生ゴミ発酵処理場から環境住宅地へ延びる温水供給用のパイプ(左)、発酵処理を終えた固形物(手前)、(右)

ゴミ処理事業とエネルギー事業の垣根

 生ゴミをエネルギーに変えて収入を得られるだけでなく、発酵処理を終えた固形物はコンポストとして利用(処分)できるのだから、まさにいいこと尽くめ。その背景にあるのが、電力の買い取りを保証する「再生可能エネルギー法(EEG)」という社会システム上の仕掛けだ。

 この法律により電力会社はバイオエネルギー由来の電力を定額で買い取らなければならない。しかも買い取り額は「バイオガス発電事業が経済的に成り立つ額」に手厚く設定され、カールスルーエの生ゴミ発酵処理場の場合は電力1キロワット時あたり0.1ユーロ(約16円)となっている。こういった制度のおかげで、清掃局も安定した電力収入を得る電力事業者になれる。

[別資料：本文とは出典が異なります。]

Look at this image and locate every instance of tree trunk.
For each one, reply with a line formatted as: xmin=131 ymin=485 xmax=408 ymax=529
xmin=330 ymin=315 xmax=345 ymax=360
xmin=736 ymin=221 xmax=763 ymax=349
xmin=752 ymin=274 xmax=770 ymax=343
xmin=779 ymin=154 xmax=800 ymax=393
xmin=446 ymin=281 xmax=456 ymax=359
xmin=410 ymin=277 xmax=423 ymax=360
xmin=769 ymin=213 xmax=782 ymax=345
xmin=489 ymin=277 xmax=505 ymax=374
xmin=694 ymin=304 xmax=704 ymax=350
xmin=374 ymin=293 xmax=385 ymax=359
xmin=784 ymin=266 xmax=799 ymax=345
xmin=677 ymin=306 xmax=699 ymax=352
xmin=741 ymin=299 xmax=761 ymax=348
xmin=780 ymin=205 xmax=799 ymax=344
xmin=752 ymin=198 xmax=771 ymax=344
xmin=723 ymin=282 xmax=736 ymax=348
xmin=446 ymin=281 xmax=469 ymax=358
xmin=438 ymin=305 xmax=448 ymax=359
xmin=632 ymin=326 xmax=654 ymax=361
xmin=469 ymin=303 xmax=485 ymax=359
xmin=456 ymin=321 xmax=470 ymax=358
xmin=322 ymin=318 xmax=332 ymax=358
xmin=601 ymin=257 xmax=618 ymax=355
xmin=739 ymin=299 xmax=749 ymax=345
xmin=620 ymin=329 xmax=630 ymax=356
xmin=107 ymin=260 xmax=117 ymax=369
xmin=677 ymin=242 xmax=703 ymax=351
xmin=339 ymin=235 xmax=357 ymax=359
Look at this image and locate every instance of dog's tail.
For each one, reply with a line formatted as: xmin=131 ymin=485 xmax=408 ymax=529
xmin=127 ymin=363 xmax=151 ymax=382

 逆に、電力会社が自らゴミ処理とそのエネルギー利用に乗り出すことも可能で、1990年代から積極的な参入が始まった。このようにドイツではゴミ処理事業とエネルギー事業の垣根が低い。

 ゴミ焼却場のシステムやボイラの性能など個別の技術は日本もドイツに引けをとらない。それどころか、ドイツより優れた部分も多い。ただ、日本にとって残念なのは、その技術をもっと積極的に、もっと柔軟に利用できる社会システムが整備されていないこと。ドイツ、あるいは広くヨーロッパで主流となっている再生可能エネルギー法や、ゴミ処理事業への異業種参入ルールを取り入れることができれば、環境ビジネスの裾野は爆発的に広がるはずだ。

 日本が単なる「環境技術大国」から、本物の「環境大国」へ脱皮するためのヒントがここにある。